Le Newell-Simon Hall: un nouveau bâtiment dédié à l'informatique et à la robotique à l'université Carnegie Mellon de Pittsburgh

Le Newel-Simon Hall © http://www.cmu.eduFêtant cette année son centenaire, l'Université Carnegie Mellon (Pennsylvanie) a inauguré le Newell-Simon Hall en hommage à Herbert A. Simon et Allen Newell. Ces deux scientifiques, considérés par cette université comme  les fondateurs du champ de l'intelligence artificielle et des sciences cognitives, ont notamment joué un rôle de tout premier plan dans la création de la School of Computer Science (Ecole d'informatique).  D'un coût de quelque 20 millions de dollars, le nouveau bâtiment de cette Ecole abrite le Human-Computer Interaction Institute (étude des interactions homme/machine), le Robotics Institute (robotique) et le Language Technology Institute (langage).

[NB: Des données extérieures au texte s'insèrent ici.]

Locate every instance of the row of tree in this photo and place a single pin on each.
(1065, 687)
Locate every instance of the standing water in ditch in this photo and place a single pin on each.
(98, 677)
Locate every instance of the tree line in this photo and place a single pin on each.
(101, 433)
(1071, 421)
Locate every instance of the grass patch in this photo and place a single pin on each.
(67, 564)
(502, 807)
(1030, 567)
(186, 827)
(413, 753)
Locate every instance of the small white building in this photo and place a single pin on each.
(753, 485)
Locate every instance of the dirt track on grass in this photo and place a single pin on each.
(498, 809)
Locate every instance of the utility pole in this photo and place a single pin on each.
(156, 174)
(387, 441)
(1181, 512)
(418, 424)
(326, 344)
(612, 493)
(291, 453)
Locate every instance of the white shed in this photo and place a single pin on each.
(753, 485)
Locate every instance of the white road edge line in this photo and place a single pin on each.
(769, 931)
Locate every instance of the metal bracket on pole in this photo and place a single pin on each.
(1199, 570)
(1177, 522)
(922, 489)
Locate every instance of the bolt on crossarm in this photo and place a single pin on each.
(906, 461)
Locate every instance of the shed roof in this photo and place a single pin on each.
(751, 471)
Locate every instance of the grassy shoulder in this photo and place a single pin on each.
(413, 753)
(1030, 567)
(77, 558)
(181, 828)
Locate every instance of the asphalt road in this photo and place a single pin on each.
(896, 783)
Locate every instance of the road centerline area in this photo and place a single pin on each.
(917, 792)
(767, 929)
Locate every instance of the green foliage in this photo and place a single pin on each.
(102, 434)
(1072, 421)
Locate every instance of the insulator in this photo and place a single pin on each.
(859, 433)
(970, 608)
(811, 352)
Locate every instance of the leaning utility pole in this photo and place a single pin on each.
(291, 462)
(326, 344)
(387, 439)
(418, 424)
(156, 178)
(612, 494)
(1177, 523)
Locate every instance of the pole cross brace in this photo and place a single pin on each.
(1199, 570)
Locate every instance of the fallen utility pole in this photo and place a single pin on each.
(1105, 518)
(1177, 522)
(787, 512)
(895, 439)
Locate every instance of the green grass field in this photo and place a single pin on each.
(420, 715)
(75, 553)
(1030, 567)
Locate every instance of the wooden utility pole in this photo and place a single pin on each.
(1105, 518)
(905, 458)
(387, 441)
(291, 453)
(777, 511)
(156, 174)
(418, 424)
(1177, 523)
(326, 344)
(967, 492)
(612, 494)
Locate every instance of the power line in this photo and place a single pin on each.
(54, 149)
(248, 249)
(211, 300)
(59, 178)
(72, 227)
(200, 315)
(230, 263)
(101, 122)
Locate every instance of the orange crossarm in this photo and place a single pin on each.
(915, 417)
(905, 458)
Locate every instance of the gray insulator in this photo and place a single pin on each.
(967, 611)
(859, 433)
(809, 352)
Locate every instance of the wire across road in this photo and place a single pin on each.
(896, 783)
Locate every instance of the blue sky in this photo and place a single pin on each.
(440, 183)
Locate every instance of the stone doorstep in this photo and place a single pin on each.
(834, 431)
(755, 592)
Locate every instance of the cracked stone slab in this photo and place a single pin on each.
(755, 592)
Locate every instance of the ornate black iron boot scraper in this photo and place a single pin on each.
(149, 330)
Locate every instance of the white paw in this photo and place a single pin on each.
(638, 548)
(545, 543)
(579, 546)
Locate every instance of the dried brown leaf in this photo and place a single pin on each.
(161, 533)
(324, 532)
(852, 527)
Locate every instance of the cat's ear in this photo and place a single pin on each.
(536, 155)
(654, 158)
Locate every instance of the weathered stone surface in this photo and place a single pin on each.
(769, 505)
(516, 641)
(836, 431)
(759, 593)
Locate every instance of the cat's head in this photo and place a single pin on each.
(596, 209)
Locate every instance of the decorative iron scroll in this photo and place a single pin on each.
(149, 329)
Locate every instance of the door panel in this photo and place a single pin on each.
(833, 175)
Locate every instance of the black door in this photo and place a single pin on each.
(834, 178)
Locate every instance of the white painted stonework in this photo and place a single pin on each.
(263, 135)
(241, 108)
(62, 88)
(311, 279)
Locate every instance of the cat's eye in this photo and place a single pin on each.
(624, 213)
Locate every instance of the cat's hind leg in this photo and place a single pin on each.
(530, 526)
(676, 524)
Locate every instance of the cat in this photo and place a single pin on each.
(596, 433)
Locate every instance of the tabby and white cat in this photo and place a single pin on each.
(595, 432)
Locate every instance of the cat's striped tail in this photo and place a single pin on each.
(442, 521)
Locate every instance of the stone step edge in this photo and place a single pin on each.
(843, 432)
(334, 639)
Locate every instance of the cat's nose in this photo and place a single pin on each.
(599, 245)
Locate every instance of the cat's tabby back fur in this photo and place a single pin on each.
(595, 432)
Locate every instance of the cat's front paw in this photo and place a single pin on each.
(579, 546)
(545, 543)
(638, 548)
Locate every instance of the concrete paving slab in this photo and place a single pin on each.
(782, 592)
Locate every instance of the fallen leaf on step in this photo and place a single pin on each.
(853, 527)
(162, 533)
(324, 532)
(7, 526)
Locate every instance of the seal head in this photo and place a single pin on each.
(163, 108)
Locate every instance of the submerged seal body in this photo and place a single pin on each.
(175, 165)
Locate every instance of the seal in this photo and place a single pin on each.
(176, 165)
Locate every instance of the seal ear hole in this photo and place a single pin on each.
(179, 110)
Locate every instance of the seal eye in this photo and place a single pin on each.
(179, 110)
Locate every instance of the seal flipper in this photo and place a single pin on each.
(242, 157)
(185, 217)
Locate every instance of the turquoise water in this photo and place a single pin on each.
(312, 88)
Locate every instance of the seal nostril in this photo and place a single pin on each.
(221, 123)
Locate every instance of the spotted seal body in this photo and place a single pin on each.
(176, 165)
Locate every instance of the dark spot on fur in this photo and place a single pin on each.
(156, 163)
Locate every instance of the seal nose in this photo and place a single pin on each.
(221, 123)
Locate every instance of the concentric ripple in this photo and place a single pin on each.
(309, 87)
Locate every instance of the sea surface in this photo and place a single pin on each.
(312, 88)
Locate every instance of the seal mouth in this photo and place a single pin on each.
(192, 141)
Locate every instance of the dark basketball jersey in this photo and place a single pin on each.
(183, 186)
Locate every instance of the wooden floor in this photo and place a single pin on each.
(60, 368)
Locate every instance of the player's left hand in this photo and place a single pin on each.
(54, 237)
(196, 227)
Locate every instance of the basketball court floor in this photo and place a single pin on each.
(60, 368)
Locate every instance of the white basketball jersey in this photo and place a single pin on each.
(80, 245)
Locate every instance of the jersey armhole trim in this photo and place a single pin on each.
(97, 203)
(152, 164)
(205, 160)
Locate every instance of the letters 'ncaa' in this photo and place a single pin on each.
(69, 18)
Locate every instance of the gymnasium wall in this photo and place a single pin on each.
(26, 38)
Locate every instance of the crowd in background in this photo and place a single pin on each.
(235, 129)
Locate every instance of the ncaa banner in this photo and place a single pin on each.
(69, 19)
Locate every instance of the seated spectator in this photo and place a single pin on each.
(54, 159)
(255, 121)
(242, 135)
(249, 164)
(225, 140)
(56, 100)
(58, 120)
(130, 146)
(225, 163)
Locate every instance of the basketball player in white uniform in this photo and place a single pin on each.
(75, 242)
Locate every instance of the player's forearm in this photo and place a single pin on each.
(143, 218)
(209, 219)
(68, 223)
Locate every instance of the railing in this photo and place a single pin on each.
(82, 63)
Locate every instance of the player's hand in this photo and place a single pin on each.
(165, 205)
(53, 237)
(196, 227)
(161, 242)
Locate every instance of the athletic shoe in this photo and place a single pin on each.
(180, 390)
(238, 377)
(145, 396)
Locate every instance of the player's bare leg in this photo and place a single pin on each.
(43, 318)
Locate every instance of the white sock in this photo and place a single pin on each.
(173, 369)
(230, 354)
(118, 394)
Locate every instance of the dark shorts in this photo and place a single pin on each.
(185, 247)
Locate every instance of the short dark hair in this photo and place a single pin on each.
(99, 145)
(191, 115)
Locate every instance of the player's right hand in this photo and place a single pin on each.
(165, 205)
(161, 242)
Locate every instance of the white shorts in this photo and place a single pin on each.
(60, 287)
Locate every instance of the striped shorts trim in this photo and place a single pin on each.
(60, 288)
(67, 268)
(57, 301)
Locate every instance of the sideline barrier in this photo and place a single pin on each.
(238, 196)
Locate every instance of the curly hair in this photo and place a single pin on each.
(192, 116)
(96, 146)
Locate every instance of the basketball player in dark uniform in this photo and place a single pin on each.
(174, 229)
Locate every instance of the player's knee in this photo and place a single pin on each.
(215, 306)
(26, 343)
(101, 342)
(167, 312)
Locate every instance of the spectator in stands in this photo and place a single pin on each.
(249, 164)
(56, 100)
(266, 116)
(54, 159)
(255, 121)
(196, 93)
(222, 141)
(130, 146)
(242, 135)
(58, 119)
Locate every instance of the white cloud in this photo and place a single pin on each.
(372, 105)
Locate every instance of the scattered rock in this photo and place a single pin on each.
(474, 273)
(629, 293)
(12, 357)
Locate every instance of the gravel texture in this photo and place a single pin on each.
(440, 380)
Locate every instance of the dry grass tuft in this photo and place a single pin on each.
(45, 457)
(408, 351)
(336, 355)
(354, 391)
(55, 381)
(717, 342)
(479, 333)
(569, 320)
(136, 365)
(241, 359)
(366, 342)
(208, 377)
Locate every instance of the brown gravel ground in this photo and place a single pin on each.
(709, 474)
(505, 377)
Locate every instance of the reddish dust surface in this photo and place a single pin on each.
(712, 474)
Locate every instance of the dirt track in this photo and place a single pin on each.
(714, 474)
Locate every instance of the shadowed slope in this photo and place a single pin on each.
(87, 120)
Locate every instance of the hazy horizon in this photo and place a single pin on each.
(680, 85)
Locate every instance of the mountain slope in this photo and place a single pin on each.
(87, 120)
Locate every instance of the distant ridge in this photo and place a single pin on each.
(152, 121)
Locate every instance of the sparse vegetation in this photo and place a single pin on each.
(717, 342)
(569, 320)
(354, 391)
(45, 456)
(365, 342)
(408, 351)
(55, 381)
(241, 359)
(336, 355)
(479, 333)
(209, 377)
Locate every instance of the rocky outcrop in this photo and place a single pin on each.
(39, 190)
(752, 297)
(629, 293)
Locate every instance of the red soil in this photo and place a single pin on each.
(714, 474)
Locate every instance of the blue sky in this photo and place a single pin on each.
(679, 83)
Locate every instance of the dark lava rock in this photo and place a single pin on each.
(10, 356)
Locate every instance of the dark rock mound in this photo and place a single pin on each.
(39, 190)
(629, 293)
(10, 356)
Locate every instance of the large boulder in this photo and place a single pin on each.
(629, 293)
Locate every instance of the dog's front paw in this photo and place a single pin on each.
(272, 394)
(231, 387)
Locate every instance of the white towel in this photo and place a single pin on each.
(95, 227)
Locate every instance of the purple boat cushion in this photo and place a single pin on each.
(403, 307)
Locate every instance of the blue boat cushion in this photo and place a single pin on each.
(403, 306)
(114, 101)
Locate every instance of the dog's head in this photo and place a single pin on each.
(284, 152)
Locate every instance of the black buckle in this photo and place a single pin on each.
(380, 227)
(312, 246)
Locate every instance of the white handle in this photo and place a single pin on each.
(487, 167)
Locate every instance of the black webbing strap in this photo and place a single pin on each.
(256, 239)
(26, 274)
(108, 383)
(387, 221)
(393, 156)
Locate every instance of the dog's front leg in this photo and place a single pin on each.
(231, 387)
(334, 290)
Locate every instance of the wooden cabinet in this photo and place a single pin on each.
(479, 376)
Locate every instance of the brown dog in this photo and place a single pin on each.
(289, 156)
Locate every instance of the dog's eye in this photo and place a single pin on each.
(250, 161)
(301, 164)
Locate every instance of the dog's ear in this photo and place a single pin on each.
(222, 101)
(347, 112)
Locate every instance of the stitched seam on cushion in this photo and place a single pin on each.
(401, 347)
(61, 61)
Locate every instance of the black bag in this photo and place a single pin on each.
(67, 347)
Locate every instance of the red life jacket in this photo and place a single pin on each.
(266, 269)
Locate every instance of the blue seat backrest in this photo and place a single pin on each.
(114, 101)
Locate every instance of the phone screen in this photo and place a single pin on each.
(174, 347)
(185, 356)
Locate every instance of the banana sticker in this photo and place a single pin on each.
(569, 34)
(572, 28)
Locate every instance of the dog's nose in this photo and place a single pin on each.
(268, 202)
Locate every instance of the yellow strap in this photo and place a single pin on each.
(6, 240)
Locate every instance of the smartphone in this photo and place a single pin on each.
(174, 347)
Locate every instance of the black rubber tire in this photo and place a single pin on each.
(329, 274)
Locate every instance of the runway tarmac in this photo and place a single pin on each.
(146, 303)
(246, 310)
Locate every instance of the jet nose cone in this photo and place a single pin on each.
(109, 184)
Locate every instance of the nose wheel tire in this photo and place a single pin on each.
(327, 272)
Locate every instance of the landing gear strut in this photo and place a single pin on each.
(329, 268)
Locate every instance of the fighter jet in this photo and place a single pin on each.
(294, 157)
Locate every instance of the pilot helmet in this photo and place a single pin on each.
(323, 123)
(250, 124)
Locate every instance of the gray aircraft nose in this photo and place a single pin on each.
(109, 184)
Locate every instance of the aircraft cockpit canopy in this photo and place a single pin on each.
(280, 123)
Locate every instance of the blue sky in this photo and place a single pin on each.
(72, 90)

Selon Herbert Simon, professeur en psychologie, informatique et philosophie et prix Nobel d'économie en 1978, l'essence de Carnegie Mellon se trouve dans sa volonté d'innover et dans son approche interdisciplinaire : littérature et informatique, robotique et biologie, psychologie et monde des affaires, par exemple. "Nous analysons systématiquement les domaines qui semblent offrir une occasion unique de créer de nouvelles connaissances et de trouver de nouvelles applications", explique le scientifique. Une stratégie qui, selon le scientifique, "repose sur une bonne adéquation entre la théorie, la pratique et la réalisation".